Saturday, December 7, 2013

These Essays: Scripture Colonizes the Mind



Of course, there are psychological transformations and then there are psychological transformations. Christians have been interested in those which we may judge to have been better. Psychology is, for Christians, a moral arena. Scripture’s morally transformative nature figures heavily in the work of Ellen Charry. Her By the Renewing of Your Minds advances Scripture’s aretegenic, or moral-building, purposes, which include the alteration of both behavior and cognition.

She develops, of course, the twelfth chapter of Paul’s letter to the Romans and his injunction that they are not to be conformed to the pattern of this world (Romans 12:2). We are, Paul implies, to follow the pattern of Christ instead. While Paul seems not to have been entirely clear on precisely what virtue or ethic this might entail, Charry argues, along with a number of secular theorists, that the act of reading itself changes the reader. This happens via a sort of cooperative colonizing of the mind, an interactive conspiracy between author and reader through a text.

The author intends to help the reader; by reading, the reader solicits this moral, psychological, and emotional aid. In other words, if Scripture gives us Christ, our reading Christ in Scripture might be something of how this happens. It may be the case that the Bible colonizes the Christian mind because we ask it to. Such holistic colonization of the mind is true of all texts generally; to be informed is to be transformed, to be of a new mind, often in ways similar to those an author intended. We “absorb” their good—or their evil.

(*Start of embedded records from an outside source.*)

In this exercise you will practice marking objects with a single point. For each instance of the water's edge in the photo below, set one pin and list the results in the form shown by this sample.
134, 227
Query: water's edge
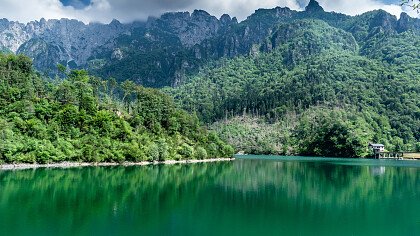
64, 165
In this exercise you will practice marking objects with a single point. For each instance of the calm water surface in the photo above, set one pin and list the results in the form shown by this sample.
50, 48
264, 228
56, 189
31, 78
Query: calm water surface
269, 196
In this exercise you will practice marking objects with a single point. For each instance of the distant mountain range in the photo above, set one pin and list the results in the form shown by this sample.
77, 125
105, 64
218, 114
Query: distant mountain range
162, 51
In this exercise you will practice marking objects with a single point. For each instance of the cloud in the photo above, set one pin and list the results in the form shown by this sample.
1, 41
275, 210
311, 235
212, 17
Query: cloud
129, 10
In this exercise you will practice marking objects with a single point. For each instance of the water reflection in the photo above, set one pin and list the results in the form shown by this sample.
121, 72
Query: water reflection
246, 197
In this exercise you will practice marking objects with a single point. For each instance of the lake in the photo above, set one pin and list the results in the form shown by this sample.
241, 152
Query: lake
253, 195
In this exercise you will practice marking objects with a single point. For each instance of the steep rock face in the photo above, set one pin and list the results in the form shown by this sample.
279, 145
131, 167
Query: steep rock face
192, 28
303, 38
75, 40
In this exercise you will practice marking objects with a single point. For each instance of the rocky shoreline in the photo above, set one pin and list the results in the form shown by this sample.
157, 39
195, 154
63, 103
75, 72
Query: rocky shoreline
64, 165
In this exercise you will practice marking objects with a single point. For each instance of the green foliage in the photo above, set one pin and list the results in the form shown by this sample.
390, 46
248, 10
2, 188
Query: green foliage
313, 90
81, 118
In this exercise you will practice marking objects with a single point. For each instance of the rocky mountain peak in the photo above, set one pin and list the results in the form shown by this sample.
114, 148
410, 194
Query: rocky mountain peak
314, 6
226, 20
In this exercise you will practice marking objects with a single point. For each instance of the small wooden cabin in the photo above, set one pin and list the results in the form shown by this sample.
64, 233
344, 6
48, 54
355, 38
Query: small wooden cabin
377, 148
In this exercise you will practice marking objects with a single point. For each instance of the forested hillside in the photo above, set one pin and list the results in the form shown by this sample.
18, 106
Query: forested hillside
82, 118
313, 89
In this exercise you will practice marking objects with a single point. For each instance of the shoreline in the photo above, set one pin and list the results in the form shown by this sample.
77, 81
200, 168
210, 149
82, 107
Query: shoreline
66, 165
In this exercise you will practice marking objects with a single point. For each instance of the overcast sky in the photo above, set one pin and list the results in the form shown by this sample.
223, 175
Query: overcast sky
129, 10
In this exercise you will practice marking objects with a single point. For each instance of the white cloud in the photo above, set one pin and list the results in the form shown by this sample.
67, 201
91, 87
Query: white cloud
128, 10
355, 7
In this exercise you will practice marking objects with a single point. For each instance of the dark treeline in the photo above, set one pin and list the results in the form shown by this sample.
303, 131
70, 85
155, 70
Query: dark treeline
84, 118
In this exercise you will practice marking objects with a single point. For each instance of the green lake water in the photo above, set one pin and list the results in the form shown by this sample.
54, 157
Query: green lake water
268, 196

Yet this cognitive alteration is not exhaustively true of Christian Scriptures which also insist, particularly in the case of Paul, that Christian identity is also ontological transformation. The language of the New Testament does not mean to be “merely” moral, though we follow Ellen Charry in saying that it is certainly so. But the transformation Paul concerned himself primarily with was Gentiles beginning to follow the way of Christ.

And Paul's treatment of pagans, that particular group of people from which most current Christians come, is on the whole positive, and certainly salutary of outcome. God’s universal call to pagans precedes both scripture and the creation of the world. They are the ultimate focus of God’s attentive plan, and thus endowed with both dignity and self-respect. Freed slaves, they receive the clothing of baptism in Christ as both liberation from sin and as moral responsibility to aid one another as brothers and sisters in Christ.

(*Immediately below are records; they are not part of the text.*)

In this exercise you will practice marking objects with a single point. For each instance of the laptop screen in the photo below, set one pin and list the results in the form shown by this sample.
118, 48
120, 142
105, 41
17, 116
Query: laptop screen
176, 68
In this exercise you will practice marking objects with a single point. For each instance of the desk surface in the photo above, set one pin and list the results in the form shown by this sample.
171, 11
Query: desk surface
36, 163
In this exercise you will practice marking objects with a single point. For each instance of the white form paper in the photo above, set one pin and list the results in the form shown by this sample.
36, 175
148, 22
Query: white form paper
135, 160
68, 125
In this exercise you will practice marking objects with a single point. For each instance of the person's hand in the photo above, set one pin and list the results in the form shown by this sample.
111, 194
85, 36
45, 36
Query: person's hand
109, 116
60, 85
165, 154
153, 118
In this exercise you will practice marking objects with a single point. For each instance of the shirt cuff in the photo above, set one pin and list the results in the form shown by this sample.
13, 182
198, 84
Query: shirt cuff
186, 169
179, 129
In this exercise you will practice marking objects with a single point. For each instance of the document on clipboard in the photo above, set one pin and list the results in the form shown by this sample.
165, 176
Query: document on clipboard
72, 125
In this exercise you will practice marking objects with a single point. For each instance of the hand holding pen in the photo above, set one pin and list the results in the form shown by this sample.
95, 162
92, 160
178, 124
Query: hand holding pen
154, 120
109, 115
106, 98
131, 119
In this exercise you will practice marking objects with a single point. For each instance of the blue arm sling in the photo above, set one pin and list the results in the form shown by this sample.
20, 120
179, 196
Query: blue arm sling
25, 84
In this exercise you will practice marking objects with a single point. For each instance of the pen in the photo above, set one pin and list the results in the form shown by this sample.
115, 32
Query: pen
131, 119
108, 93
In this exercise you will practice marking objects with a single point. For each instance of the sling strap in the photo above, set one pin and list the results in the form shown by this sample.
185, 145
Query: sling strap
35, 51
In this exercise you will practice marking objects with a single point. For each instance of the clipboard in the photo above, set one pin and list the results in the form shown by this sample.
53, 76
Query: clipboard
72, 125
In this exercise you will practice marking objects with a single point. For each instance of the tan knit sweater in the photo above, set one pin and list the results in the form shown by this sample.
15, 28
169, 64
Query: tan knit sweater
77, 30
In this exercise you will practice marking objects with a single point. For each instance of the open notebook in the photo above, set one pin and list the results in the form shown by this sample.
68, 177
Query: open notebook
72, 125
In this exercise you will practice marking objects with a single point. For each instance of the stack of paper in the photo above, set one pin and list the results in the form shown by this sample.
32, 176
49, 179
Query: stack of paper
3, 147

If pagans are to be embarrassed, it is because of their current failures to live into the goodness of their new identities. Paul chides them not for being impure, or for failing to be better, but rather for their refusal to change holistically, for being weak in Christian identity. That is why Paul writes to them, to urge them into the abundant life inaugurated by Christ crucified. He hopes that they will read, and either be transformed or open to the transformation offered by God in Jesus Christ.

Reading changes us. Reading Scripture in particular changes us in particular ways. 

Charry’s point in advancing her aretegenic reading of Scripture, and one of my purposes in proposing a criterion of salutary force, is the hope that the way we are reading Scripture may change us in ways more particular and desirable still. As she writes, “the proposal for aretegenic reading, then, is that attending to the psychological dynamics and rhetorical art of a text may disclose its moral shaping potential.”

One might hope that if we understood and explained Scripture as though our healing were possible and preferable, our interpretations would more often change to healing ones. This would be in more accordance with God’s purposes for both Scripture and ourselves. As Charry argues, by saying that Scripture wields therapeutic authority, we are also implying that knowing its wisdom will perhaps be like knowing medicine—which we see as both science and art, things which grow best in practice.

Thursday, December 5, 2013

These Essays: Scripture Unleashes Psychology



Those who read the Bible holistically—as whole people reading whole Scripture—have the best chance of understanding Scripture’s explicatory power. In this vein, Gerd Theissen eschews any particular psychology as he reads various Scriptures in his Psychological Aspects of Pauline Theology. By combining learning theory, psychoanalytic thinking, and cognitive understanding into a “hermeneutical psychology,” Theissen connects all interpretations to psychic phenomena we are given to experience. 

The psyche’s pervasive wholeness in both reader and text is such that “the correspondence of an interpretation with the whole of a text” trumps the consistency of any psychological theory. So here we find the textual fidelity I initially addressed: exegesis of the Scriptures reveals such a broad and profound explication of human experience that our own psychological theories fail—any psychological theories fail— to encompass it.  

 A few brief examples must suffice. Theissen’s reading of Paul gives Christ as the center of the transformation of both behavior and experience. The gospel of Christ becomes an unconditioned positive reinforcement of transformation through its annihilation of the law. No longer will we be punished for our sin. Rather, our suffering through Christ will be exalted and rewarded in new life. Such a system frees us from anxiety so that we can seek reconciliation with and provide help for our fellow human beings.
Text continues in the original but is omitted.